Гуглил методы голосования (БордА и прочее), и неожиданно наткнулся на их применение в... отборе признаков! Вот уж чего никогда не видел раньше. Есть некий шанс, что это полезно, т.к. один из методов такого "демократического ансамблирования" (Ensemble Reciprocal Ranking) зарулил "лучший одиночный метод" (это был SHAP).

https://towardsdatascience.com/ensemble-feature-selection-for-machine-learning-c0df77b970f9
#voting

"First formulated in Arrow’s doctoral dissertation (published as the monograph Social Choice and Individual Values [Arrow 1951], Arrow’s Impossibility Theory can be stated as follows:

When voters have three or more alternatives, there is no voting method that can convert the ranked preferences of individuals into a community-wide transitive ranking of those alternatives, while also meeting a pre-specified set of fairness conditions in every election.

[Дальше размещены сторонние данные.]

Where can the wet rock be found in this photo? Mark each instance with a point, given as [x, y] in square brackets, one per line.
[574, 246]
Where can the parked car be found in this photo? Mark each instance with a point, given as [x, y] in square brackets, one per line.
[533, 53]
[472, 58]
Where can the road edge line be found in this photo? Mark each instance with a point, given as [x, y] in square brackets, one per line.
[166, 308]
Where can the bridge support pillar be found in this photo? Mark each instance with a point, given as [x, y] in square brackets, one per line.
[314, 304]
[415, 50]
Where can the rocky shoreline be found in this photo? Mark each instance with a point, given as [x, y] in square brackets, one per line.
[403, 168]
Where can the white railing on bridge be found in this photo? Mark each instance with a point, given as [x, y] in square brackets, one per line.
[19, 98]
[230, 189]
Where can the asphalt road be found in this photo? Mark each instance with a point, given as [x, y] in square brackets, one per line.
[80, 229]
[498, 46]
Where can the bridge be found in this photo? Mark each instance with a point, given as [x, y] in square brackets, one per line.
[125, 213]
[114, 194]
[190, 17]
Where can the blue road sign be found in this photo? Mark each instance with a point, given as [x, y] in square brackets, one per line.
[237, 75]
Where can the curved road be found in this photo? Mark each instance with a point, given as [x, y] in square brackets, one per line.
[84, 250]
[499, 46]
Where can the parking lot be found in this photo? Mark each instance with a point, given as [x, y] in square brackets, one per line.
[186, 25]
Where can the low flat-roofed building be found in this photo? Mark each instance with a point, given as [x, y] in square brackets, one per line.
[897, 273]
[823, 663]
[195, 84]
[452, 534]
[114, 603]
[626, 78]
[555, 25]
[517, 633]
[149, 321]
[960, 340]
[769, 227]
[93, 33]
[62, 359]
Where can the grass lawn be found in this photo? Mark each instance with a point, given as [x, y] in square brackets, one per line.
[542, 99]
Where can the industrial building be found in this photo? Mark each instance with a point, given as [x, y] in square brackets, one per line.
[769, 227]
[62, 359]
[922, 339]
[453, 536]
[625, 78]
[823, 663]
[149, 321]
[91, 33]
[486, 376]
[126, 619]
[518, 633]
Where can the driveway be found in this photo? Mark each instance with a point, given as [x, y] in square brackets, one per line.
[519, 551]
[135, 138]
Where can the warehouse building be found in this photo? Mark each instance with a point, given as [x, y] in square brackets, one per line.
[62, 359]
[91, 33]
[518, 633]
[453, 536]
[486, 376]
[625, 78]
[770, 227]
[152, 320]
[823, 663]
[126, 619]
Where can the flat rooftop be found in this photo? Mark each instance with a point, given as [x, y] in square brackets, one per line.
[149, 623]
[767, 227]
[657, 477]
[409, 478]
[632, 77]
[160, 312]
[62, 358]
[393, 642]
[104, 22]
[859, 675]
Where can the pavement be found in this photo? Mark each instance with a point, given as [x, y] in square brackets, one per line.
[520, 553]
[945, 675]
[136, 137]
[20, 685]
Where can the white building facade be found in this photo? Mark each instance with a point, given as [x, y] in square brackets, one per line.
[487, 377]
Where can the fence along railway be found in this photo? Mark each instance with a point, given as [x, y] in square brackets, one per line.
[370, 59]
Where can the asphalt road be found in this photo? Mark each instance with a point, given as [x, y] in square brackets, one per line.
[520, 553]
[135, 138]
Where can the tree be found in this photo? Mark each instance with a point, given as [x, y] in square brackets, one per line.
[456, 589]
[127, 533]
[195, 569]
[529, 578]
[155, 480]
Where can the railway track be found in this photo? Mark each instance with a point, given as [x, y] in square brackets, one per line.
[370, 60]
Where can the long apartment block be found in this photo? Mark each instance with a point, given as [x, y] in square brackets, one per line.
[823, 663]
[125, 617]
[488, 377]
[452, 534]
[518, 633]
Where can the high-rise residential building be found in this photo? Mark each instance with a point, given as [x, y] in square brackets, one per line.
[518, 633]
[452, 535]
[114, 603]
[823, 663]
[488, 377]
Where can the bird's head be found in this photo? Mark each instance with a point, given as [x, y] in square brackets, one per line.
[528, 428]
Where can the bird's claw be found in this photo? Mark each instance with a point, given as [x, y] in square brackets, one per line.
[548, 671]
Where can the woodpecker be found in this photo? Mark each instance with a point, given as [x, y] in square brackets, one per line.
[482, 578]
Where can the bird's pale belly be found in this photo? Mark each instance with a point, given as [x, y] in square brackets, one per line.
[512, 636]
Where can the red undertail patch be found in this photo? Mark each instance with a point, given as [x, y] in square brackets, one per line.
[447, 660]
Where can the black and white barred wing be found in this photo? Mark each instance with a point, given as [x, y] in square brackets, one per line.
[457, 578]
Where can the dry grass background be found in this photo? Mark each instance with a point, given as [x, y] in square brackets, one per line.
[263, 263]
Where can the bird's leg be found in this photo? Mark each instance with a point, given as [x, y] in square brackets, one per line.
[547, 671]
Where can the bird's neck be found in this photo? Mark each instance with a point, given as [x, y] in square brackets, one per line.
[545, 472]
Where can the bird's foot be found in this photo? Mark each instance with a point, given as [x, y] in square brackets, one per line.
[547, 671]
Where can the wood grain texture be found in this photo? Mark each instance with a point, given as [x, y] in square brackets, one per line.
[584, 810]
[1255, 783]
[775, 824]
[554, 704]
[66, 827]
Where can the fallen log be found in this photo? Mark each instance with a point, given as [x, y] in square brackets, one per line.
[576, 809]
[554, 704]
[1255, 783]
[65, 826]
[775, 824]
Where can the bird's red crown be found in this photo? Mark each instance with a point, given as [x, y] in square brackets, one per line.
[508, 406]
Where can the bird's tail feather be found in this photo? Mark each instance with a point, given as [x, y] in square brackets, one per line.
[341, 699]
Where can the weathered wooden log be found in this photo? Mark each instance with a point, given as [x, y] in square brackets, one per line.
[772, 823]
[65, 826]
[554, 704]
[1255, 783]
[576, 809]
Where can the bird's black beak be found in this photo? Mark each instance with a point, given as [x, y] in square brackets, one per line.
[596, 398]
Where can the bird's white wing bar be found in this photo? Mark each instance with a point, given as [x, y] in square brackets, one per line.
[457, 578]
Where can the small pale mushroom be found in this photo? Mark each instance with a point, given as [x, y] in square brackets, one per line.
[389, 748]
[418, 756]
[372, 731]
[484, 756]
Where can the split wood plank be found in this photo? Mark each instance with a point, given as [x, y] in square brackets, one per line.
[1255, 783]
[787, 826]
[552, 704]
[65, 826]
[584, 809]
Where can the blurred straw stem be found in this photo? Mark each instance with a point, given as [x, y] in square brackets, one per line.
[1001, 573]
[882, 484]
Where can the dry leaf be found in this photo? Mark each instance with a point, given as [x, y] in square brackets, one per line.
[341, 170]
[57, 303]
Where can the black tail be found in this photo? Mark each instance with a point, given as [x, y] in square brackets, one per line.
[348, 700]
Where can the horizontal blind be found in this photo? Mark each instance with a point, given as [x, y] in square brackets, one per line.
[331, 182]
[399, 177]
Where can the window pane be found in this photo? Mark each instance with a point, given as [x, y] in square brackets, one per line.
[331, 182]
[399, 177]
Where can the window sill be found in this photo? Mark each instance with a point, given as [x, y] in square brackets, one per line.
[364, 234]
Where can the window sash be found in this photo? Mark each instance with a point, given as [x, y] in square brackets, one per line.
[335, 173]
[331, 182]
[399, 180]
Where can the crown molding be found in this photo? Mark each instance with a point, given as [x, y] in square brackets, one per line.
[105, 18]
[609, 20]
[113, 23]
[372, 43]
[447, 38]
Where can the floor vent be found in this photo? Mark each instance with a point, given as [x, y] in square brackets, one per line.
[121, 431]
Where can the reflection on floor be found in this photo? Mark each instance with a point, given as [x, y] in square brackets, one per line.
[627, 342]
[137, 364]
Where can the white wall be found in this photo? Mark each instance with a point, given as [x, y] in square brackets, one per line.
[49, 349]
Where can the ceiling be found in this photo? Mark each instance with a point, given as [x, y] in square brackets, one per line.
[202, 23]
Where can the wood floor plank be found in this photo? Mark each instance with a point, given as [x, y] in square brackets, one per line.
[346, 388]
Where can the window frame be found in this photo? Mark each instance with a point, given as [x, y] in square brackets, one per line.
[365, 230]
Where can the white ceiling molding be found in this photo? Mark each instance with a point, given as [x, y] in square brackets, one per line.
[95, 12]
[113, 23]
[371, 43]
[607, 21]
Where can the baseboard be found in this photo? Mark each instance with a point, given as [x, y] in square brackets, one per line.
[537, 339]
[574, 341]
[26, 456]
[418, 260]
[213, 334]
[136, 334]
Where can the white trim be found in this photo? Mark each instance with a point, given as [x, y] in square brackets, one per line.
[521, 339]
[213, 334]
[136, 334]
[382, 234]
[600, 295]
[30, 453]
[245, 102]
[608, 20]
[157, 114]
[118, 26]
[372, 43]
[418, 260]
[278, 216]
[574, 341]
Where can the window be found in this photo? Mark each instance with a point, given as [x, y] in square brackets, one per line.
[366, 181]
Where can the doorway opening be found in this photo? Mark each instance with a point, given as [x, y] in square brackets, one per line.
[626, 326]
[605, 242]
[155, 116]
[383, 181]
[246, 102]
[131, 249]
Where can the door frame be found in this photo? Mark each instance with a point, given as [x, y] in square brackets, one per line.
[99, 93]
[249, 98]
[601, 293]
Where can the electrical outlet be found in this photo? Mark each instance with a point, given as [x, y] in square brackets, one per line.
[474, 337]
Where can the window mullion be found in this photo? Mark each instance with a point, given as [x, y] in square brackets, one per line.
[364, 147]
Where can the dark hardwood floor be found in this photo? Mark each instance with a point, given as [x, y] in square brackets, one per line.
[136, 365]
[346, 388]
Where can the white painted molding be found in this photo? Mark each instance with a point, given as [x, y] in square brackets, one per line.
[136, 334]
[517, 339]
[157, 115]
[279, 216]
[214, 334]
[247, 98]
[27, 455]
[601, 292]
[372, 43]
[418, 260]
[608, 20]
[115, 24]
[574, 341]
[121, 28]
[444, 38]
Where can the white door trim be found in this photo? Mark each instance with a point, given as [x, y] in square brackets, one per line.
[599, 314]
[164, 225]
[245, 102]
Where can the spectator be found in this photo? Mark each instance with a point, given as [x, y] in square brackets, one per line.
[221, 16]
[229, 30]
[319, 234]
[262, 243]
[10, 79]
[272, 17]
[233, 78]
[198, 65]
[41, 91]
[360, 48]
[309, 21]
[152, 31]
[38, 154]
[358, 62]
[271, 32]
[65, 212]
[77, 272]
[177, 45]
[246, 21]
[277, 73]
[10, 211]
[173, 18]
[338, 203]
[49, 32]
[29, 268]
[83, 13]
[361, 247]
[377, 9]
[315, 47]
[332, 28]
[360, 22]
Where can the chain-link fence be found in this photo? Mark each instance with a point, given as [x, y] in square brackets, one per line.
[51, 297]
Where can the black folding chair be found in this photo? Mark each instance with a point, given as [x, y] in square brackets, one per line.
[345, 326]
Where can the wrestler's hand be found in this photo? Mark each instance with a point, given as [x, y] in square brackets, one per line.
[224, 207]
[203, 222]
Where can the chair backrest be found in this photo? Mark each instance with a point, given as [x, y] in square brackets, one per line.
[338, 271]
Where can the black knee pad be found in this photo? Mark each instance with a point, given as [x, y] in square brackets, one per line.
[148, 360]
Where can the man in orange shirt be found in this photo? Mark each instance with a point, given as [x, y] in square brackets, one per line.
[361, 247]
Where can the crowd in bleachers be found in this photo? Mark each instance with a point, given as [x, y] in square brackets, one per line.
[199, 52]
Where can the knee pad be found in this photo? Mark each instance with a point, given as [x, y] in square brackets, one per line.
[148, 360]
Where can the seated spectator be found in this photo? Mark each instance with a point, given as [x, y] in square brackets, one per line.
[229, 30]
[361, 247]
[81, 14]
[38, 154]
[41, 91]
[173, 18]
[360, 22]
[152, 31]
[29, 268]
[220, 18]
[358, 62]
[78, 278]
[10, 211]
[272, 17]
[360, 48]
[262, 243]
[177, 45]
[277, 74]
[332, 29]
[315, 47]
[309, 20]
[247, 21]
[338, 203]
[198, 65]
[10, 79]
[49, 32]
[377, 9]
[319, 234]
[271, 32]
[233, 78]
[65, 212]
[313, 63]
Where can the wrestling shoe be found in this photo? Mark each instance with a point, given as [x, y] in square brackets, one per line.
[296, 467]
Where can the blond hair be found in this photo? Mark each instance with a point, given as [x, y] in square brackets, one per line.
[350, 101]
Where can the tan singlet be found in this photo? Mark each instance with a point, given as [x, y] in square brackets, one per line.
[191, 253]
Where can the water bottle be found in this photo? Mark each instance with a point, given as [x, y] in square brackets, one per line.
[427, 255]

The study of specific voting methods and their drawbacks actually dates back well before Arrow’s twentieth-century work. Indeed, Iain McLean has remarked that “the theory of voting has in fact been discovered four times and lost three times” [McLean 1990, p. 99]. Arrow, of course, was responsible for the fourth discovery. McLean’s 1990 article examines the first discovery, made at the hands of two medieval thinkers, Ramon Lull (c. 1235–1315) and Nicolas of Cusa (1401–1464), within the context of ecclesiastical elections. More recently, McLean [2019] has written about the third discovery by Charles Dodgson (1832–1898), the British mathematician more widely known as Lewis Carroll, who was motivated to write on the topic as a result of certain election decisions made by the faculty at Christ Church, Oxford. Yet, as those familiar with today’s treatment of voting theory will know, none of the names of Lull, Cusa or Dodgson/Carroll are generally associated with the topic.

In contrast, the second time that this discovery was made involved two late eighteenth-century French mathematicians for whom certain key ideas of voting theory are now named: Jean Charles, Chevalier de Borda (1733–1799) and Marie-Jean-Antoine-Nicolas de Caritat, Marquis de Condorcet (1743–1794)."